No doubt many of you will have been pleased by two recent pieces of news the Office of Fair Trading’s announcement of another investigation into UK retail fuel pricing, and the Energy Minister’s pledge to refer the workings of the international fuel price mechanisms to the Financial Services Authority.
Either or both of these moves may even lead to some major structural changes in the industry eventually. The more cynical viewpoint may be that the government now has an excuse not to ’interfere’ in the market before the outcome of these enquiries is published, and so go ahead with the next scheduled fuel duty increase on January 1, 2013.
The OFT isn’t due to report until the end of that month, and any investigation into the international market is likely to be a long drawn-out affair. Apart from the inevitable delays while these investigations take place, there are deeper reasons why it may be unrealistic for the petrol retail industry to expect salvation from government.
For a start, previous investigations have hardly resulted in any positive news for petrol retailers. Then there’s the major obstacle that no government will try to level the playing field for the independent sector of this industry if that results in supermarket pump prices rising. The supermarkets are big players in UK politics and their advertising budgets carry a lot of weight with the popular press.

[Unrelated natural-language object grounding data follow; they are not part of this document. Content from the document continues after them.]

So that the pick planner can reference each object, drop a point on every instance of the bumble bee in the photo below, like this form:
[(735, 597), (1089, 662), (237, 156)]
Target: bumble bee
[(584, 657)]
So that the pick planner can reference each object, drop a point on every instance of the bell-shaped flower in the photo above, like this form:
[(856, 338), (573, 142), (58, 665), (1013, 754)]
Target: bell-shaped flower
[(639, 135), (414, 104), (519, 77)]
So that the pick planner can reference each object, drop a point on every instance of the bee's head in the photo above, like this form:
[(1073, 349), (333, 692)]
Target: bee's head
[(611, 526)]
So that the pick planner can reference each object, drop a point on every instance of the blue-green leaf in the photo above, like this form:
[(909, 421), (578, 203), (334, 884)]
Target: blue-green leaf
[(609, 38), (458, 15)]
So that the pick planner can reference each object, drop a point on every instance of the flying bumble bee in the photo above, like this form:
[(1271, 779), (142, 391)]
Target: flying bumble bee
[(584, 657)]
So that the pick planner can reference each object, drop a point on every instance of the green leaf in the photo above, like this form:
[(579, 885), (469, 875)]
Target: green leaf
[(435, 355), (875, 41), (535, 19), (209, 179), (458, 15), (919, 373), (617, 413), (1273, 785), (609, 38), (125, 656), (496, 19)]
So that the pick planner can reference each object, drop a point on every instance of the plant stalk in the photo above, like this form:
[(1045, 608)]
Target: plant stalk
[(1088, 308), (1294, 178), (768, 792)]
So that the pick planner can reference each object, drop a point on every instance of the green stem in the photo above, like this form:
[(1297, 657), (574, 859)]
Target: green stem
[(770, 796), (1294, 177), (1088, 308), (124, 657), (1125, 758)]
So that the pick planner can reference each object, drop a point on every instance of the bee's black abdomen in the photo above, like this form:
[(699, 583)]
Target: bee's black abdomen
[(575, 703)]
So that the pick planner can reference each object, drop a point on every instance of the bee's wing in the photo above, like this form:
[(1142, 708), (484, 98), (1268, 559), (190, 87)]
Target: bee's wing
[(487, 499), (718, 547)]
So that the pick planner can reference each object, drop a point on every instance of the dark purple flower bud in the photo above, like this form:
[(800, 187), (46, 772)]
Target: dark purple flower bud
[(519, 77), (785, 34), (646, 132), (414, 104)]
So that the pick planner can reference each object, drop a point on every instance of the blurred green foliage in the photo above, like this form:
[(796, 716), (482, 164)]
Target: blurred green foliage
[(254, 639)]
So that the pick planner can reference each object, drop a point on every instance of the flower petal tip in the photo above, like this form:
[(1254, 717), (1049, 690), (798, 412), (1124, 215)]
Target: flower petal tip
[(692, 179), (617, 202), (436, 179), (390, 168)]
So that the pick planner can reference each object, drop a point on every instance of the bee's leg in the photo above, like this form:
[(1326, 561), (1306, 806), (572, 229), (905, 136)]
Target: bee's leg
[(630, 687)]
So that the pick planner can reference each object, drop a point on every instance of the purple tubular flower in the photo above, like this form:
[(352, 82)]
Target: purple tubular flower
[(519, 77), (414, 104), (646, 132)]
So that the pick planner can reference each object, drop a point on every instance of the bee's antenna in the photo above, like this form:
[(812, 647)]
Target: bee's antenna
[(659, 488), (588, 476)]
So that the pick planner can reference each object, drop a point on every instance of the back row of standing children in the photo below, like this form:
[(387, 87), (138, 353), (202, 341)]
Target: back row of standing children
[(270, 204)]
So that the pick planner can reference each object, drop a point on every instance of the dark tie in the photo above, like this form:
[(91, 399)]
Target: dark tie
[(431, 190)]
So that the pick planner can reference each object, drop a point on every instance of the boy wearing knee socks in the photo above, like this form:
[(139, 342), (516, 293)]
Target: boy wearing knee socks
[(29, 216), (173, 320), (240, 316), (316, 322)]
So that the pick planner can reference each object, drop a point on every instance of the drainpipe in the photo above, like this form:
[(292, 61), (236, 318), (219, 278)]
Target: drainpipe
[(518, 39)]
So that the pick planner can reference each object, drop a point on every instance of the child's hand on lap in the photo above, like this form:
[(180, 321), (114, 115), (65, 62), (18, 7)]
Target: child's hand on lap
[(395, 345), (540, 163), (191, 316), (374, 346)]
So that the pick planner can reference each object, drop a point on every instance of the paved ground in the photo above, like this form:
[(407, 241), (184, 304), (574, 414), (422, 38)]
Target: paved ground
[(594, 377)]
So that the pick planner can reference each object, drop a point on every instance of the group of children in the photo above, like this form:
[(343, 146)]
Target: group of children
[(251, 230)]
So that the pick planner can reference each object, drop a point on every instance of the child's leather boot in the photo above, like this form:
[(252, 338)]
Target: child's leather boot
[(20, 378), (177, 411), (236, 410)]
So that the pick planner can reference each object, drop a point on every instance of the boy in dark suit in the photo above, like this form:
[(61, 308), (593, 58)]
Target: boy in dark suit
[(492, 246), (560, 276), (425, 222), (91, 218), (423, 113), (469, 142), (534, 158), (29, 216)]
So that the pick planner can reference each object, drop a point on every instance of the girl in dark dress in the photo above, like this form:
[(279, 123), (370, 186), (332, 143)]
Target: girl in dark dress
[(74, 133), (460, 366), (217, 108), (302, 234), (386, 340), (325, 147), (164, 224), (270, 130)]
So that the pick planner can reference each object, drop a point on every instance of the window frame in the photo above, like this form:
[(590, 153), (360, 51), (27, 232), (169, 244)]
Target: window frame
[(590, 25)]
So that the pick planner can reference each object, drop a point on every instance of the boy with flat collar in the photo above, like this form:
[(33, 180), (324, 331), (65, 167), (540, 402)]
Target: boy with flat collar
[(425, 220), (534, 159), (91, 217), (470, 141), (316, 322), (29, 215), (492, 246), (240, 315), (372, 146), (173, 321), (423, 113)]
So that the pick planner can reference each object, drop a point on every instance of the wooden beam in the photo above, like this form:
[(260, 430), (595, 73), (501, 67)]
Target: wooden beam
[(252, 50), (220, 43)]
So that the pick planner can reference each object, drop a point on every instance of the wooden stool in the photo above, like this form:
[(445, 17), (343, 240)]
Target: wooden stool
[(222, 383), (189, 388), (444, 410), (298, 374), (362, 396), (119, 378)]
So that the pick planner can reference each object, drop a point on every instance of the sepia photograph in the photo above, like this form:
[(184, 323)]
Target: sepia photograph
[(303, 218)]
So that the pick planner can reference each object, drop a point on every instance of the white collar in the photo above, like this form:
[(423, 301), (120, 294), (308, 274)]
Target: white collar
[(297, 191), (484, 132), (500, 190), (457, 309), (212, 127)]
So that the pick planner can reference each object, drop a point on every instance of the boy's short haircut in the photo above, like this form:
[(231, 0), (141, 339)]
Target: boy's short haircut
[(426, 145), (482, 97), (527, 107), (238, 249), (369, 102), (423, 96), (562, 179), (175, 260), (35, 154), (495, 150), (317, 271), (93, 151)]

It may seem churlish to suggest it, but perhaps governments aren’t really interested in petrol retailers at all? There are currently several different lobbying groups each claiming success for these moves. They include specialists such as the PRA and Road Haulage Association, as well as the more general consumer groups such as the AA.
With an unpopular government facing an electorate already sick of austerity measures, how much weight is carried by a single-interest group such as petrol retailers?
The one cause that unites these lobbyists is a desire to see overall/peak fuel prices lowered. But one has to question whether these different groups actually have anything else that they’d agree upon beyond pump price levels. Outcomes that may seem good for the road haulage industry may not be so welcome to petrol retailers (and vice-versa) while developments that suit a dealer chain may be of little help to the dealer struggling with one site.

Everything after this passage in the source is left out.